Financially, if a reader visits a site 60 times a month (which is not that unusual for weblogs), that's $0.60/mo. or $7.20/yr...the price of a couple lattes at Starbucks. If you've got 1000 people who read your site that are signed up through IndieKarma, that's $7200 per year, a sizable chunk of change.

So that's the good part. Here are some problems with IndieKarma and some suggested features:

  • The "dock" that's placed on the site is way too intrusive and inflexible. Ad banners and boxes are well-established as a way of delivering this type of information...why not use that format? When a reader isn't logged in to IndieKarma, the ad banner/box prompts them to do so and if they're logged in, they get a "receipt" message for their micropayment (e.g. "thanks for supporting the site). Optionally, as a site owner, I should be able to not have the banner show at all for a truly seamless experience for the reader. The easier you make it to pop into a sidebar for bloggers and site owners, the better.
  • Lack of variable pricing. As a reader, I might want to give more or less money per visit to certain sites. I may decide to spend ~$20/yr on my Waxy.org habit and so opt to give three cents per visit instead of one. As a site owner, I should be able to set a suggested and/or minimum cost/visit for my site. If I've got 1000 people giving 3 cents/visit, they each visit 60 times per month for a whole year, that's $21,600, a living wage (depending on where you're living).
  • Alternate payment methods. Readers could buy "subscriptions" to sites for a "buy now" price determined by the site's owner. Or an option for "gosh, that post/video/comic was really good today so here's an extra $5" payments.
  • You could even incorporate advertising into the mix. An advertiser could come along and say, "I'm going pay for unlimited free visits to this site for IndieKarma members for 60 days" and in exchange, the IndieKarma banner is replaced with an ad for that advertiser.

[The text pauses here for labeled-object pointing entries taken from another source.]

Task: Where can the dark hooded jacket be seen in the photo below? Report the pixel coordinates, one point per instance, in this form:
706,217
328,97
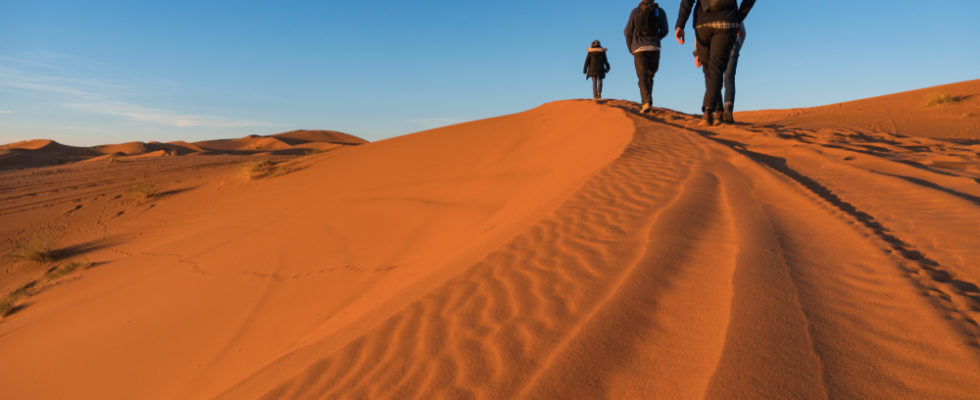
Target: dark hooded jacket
596,63
636,42
732,12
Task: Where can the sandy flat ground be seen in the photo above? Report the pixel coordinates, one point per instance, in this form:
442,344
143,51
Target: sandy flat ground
576,250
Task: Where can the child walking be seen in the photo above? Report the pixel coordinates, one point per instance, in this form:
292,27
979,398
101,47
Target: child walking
596,67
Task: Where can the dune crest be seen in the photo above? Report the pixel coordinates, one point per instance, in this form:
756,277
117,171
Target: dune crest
573,251
940,112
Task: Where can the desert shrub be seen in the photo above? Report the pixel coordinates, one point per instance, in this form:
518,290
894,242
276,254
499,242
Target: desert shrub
141,192
940,99
9,302
259,168
67,268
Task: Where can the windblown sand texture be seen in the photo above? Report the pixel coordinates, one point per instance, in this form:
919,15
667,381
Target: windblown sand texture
573,251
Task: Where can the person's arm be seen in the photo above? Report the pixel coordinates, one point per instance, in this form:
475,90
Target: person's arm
684,13
664,26
629,32
743,10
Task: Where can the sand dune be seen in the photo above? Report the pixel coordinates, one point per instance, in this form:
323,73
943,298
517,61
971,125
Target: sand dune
573,251
946,112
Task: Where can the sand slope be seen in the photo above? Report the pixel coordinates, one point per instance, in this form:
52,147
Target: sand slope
574,251
912,113
41,152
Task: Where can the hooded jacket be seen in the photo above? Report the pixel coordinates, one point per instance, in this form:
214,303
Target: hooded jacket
635,42
734,13
596,63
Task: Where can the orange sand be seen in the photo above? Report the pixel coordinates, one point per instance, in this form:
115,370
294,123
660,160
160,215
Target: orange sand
573,251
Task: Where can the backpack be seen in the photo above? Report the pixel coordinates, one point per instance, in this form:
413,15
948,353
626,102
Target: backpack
647,19
718,5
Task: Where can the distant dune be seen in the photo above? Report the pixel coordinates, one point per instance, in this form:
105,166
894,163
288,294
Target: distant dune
577,250
38,153
944,112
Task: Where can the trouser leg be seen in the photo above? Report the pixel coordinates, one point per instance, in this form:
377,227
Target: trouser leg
719,44
647,63
730,82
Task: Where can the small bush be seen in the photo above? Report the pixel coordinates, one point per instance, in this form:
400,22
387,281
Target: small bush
257,169
141,193
7,305
35,246
940,99
67,268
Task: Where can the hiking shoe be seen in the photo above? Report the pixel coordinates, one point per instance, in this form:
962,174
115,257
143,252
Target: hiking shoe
728,117
706,119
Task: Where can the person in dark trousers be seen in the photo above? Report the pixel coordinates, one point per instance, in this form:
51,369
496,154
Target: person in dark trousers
729,106
596,67
715,26
728,116
644,30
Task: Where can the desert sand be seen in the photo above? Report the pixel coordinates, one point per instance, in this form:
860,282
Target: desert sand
577,250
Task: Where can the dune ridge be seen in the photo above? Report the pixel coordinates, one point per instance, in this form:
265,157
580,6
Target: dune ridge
940,112
43,152
664,322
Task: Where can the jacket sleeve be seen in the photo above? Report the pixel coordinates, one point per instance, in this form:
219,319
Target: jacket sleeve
664,27
743,10
685,12
629,32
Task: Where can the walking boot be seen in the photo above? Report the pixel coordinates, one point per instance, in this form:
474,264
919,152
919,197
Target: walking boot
706,119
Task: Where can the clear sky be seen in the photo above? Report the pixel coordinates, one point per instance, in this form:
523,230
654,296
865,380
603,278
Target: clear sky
92,72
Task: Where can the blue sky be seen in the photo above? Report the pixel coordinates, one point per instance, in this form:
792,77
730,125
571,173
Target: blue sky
92,72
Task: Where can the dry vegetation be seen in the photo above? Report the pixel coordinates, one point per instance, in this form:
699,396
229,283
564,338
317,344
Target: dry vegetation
141,193
38,245
259,168
9,303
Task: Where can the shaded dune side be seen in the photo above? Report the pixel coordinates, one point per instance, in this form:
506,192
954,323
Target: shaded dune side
206,288
681,270
486,330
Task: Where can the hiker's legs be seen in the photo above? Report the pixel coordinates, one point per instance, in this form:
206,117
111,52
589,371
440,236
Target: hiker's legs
730,82
647,63
640,62
719,42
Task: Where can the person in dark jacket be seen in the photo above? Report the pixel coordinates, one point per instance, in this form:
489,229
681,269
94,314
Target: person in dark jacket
715,27
596,67
645,28
729,106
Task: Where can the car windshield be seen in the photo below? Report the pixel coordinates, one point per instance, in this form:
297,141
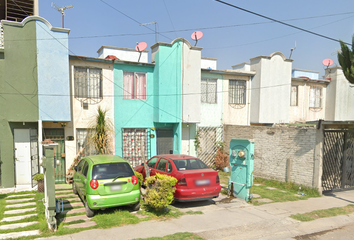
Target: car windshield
189,164
111,170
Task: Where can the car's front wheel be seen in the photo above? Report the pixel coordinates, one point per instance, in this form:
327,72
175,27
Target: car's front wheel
89,211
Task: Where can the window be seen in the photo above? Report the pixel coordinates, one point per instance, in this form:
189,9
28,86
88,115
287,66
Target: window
88,82
209,90
134,85
315,97
293,95
237,92
161,166
82,142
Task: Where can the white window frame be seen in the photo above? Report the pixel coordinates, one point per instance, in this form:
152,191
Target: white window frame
208,95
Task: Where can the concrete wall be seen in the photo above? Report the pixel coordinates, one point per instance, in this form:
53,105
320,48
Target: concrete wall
271,89
123,54
53,74
340,96
283,153
84,117
302,112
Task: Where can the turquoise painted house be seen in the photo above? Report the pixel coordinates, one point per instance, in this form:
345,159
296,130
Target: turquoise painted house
149,116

But the big problem with IndieKarma (which I hope they can overcome somehow) is that it's one of those things that's only useful when there's a lot of people using it. As a reader, if only 1 or 2 sites I read are using IndieKarma to generate revenue, I don't have much incentive to go through the sign-up process, but if there are 30 or 40 sites I read that are using it, I'd be much more likely to sign up. Same goes for site owners...if 10 of my readers are using IndieKarma, that's not good, but if 1000 of them are using it, that's something.

It's a chicken and egg problem...you need users to get sites to sign up and you need sites to get users to sign up. This would work much better for someone who already has tons of signed-in users and payment systems (Amazon, PayPal, Google, etc.), established networks of sites that have lots of potential users across many similar sites (Gawker, BlogAds, 9Rules, The Deck, etc.), or really big sites that could sign users up in 4+ digit quantities (Slashdot, MySpace, LiveJournal, Drudge, HuffPo, etc.). Like I said, I hope IndieKarma can overcome this problem because I think the basic idea has a lot of promise to provide an alternative to advertising-supported media, both from the standpoint of readers and web site owners.